I’m implementing a commonmark parser and I’ve got one case where I parse a construct differently to the reference implementations. The simplest case is

*
a

which my code parses as <ul><li>a</li></ul>, but the reference parses as <ul><li></li></ul><p>a</p> - i.e. the a is not getting treated as a lazy-continuation line.

I had thought that since

*
   a

parses as <ul><li>a</li></ul>, the lazy-continuation rule would result in my behaviour.
What am I missing? Is it that while a could be paragraph continuation text (if we changed the previous line), since it does not actually continue a paragraph we disallow it?

1 Like

Lazy continuation only applies to paragraphs. The a is the start of a paragraph, not the continuation of one. Also, you cannot start a paragraph lazily, only continue one started with the proper indentation (in the case of list items, or properly prefixed in the case of block quotes). Here a paragraph is started within a list item, and continues lazily:

* z
a

(you can quickly test all my examples with the online CommonMark demo)

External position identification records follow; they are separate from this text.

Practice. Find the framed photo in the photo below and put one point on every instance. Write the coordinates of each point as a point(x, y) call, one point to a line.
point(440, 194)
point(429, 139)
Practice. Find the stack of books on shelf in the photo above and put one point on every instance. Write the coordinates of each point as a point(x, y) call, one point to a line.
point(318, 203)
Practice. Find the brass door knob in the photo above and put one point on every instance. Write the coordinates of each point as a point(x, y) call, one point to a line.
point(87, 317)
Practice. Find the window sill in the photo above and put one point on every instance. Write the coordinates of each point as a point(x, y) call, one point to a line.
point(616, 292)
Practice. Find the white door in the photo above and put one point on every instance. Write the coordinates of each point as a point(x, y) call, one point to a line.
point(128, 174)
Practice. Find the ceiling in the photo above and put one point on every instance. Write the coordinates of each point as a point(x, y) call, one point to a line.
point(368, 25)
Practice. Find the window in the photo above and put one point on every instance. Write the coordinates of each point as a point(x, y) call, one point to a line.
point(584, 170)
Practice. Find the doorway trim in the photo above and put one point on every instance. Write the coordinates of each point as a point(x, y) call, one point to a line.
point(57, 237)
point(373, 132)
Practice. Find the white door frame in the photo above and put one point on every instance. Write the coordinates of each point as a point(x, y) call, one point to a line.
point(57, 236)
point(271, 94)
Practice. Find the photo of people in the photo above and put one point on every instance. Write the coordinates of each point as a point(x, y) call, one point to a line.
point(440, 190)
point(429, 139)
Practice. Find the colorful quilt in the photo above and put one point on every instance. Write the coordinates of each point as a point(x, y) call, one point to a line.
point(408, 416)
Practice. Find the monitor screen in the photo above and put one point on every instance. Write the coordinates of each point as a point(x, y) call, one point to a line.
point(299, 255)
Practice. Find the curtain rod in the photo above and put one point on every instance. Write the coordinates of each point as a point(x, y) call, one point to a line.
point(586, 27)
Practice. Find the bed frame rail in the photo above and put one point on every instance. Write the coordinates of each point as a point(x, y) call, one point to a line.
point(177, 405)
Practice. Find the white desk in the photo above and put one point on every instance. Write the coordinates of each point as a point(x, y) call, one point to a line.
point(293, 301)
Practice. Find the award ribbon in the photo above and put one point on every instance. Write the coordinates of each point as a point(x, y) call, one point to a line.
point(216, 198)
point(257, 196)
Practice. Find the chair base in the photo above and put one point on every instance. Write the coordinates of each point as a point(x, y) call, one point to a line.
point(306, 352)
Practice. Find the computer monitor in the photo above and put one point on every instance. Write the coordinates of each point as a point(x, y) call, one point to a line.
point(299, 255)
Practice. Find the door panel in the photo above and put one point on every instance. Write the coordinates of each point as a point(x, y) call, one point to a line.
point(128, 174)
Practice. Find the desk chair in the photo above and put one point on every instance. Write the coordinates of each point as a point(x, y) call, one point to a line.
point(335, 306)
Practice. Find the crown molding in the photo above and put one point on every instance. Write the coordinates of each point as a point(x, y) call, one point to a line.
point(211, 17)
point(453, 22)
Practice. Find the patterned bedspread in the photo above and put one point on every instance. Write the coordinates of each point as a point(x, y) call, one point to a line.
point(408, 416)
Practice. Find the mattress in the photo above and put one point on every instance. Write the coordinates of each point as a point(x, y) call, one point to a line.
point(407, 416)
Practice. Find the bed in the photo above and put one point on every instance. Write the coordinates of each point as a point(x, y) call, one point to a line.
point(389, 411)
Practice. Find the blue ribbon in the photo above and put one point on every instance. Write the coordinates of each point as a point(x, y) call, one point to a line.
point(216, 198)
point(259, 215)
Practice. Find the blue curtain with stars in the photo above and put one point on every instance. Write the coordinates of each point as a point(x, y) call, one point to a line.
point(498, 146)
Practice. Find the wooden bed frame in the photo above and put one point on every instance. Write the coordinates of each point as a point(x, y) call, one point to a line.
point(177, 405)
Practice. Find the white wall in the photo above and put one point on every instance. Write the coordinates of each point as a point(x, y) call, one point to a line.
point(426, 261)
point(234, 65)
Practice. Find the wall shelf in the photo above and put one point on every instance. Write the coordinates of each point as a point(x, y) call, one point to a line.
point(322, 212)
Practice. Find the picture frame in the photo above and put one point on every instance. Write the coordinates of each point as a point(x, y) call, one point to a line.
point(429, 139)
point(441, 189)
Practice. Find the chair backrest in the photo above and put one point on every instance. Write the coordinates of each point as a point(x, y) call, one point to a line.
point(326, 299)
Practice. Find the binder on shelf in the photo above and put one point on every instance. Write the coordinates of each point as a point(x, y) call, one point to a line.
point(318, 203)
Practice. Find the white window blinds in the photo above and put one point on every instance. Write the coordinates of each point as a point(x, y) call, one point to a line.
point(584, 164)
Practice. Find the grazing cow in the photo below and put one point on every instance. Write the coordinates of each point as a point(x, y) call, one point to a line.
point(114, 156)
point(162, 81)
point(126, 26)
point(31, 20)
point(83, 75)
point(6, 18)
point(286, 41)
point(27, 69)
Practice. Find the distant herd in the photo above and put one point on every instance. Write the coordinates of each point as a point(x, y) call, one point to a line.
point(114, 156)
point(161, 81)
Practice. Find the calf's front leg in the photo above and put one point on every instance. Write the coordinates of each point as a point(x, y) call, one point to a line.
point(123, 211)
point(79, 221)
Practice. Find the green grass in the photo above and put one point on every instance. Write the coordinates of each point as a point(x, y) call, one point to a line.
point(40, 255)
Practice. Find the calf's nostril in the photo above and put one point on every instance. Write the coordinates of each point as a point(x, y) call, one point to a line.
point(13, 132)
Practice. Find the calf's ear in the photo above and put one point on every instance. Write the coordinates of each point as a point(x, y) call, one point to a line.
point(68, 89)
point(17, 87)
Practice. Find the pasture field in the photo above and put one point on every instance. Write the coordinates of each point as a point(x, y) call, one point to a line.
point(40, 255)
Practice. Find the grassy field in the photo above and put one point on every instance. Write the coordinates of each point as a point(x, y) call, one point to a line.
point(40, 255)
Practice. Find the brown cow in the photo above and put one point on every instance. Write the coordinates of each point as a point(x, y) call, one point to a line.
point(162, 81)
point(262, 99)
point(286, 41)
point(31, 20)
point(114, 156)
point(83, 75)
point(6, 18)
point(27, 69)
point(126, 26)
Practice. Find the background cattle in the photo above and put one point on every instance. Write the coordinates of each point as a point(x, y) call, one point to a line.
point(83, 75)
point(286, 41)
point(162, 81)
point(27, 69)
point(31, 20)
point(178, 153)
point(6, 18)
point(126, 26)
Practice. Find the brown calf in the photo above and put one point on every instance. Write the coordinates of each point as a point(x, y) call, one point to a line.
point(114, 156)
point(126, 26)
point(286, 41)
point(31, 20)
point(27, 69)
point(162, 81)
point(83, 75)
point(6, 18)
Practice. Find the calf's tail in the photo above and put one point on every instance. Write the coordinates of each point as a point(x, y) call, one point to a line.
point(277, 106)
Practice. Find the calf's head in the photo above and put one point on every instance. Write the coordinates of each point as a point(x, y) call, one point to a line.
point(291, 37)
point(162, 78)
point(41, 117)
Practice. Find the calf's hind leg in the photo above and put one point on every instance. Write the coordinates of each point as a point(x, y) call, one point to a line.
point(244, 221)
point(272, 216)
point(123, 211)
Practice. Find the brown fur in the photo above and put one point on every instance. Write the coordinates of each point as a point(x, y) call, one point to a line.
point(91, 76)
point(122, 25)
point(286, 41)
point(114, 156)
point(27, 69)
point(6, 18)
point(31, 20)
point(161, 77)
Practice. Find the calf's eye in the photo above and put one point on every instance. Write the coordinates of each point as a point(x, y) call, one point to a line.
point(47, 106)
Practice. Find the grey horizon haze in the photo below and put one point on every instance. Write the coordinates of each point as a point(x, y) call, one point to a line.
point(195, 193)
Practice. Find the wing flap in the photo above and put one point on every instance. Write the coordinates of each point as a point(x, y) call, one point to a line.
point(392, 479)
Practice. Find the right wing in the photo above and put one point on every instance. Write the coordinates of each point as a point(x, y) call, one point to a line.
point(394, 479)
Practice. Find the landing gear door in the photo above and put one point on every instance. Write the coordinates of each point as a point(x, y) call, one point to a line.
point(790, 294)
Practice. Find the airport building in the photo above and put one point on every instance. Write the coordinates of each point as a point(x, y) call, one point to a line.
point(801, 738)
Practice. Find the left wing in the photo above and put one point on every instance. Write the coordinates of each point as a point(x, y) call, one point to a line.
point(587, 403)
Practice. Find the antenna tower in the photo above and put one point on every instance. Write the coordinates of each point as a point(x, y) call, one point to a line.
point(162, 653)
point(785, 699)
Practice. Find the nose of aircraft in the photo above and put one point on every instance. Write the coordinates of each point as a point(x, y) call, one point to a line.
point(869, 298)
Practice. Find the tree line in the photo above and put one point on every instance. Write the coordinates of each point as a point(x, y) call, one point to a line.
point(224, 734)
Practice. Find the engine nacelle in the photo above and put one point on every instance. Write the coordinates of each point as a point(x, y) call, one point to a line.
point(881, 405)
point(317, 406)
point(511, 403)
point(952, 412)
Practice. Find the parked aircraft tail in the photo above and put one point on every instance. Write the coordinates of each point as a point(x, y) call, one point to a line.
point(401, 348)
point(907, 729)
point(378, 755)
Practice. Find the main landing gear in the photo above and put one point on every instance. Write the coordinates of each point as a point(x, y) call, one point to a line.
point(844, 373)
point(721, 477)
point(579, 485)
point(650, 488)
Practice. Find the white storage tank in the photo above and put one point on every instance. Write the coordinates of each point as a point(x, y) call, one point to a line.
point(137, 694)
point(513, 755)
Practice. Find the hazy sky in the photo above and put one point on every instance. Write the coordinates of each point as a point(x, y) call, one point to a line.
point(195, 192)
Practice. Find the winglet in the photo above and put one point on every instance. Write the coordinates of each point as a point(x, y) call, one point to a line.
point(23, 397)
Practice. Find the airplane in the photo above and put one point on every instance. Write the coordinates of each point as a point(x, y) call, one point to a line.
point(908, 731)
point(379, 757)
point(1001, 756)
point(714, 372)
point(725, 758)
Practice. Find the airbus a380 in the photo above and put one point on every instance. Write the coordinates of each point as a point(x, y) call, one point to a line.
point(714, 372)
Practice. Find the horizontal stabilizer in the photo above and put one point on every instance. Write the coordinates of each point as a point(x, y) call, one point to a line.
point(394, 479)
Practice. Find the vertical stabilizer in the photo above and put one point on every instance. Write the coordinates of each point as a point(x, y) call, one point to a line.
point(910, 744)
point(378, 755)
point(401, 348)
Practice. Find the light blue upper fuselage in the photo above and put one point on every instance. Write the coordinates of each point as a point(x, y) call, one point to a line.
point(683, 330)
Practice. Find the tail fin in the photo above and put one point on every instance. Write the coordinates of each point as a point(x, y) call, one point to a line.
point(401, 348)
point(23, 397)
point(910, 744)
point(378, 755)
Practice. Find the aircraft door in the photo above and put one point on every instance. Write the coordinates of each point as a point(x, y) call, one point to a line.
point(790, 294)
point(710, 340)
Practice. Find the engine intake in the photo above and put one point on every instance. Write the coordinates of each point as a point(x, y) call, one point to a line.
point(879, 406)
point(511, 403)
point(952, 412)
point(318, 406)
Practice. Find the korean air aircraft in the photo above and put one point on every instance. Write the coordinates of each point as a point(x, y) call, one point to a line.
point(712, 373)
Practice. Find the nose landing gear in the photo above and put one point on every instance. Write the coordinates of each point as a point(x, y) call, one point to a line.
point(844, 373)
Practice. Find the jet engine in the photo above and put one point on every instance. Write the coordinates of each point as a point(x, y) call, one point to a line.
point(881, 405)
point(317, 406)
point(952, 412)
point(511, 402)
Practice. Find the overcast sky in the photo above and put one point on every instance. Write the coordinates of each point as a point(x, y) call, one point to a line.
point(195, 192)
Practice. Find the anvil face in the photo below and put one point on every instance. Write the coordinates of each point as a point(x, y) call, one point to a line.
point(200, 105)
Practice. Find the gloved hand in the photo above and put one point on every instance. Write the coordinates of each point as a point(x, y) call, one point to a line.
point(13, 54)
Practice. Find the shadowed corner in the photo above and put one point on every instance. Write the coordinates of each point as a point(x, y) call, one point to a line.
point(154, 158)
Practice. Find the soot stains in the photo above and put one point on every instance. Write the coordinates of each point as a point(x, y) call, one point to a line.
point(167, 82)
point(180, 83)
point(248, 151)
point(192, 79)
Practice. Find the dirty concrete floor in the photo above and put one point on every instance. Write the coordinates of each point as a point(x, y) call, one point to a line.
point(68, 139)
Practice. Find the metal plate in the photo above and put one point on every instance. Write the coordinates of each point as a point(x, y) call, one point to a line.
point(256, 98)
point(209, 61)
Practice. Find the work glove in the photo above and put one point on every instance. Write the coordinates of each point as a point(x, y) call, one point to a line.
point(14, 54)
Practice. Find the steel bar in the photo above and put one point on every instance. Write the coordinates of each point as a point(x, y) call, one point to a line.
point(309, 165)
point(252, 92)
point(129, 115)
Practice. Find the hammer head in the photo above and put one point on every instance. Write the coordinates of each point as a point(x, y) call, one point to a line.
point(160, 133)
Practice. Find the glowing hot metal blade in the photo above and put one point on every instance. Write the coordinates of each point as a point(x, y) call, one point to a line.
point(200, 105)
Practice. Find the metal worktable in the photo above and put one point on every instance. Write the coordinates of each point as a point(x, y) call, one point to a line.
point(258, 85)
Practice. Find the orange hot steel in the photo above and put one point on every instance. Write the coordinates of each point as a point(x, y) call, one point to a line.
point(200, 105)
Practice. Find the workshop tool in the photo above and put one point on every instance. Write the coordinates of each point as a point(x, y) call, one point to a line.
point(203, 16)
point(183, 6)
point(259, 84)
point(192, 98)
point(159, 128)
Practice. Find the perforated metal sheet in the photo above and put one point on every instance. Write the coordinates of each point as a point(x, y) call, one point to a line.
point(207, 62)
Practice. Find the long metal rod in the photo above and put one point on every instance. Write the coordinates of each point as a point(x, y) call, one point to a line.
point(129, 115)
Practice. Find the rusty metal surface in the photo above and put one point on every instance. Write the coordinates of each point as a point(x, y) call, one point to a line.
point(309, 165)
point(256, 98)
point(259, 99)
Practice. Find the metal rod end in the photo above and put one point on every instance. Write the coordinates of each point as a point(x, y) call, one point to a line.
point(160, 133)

In both your examples, the list item does not start with a paragraph, but a blank line. See point 3 under List Items in the spec (starts right above example 248). A list item is allowed to start with at most one blank line. Here is a list item starting with a blank line, then continuing with a properly indented paragraph start, the single z, which then continues lazily with the unindented a:

* 
  z
a

It is the paragraph that continues lazily, not the list item. Here the list item does not lazily continue with the paragraph b :

* 
  z
a

b

Here the list item does continue with the paragraph b c:

* 
  z
a

  b
c

@drmikeando, you should execute the spec as a test suite against your implementation. In fact, the spec is designed for such use, as the reference implementation demonstrates. I’m pretty sure doing so would have more or less let you know what I explained above.

@jgm, does it make sense to break out the topic of Lazy Paragraph Continuation in the spec into a dedicated section? Currently its explanation is scattered around the spec. Spec links to “Lazy Continuation Lines” point to this section under List items, which in turn references “paragraph continuation text” with a link to a section under Block quotes. The closest thing the spec has to a generalized notion of lazy paragraph continuation is within the Appendix on parsing under Phase 1: block structure.

1 Like

@vas Thanks for the clarification - it explains the behaviuor I’m seeing perfectly. My implementation is being run against the spec. But it’s still a work in progress. I’m also fuzz testing against another implementation, which allows me to smaller failure cases - which is what threw that example up.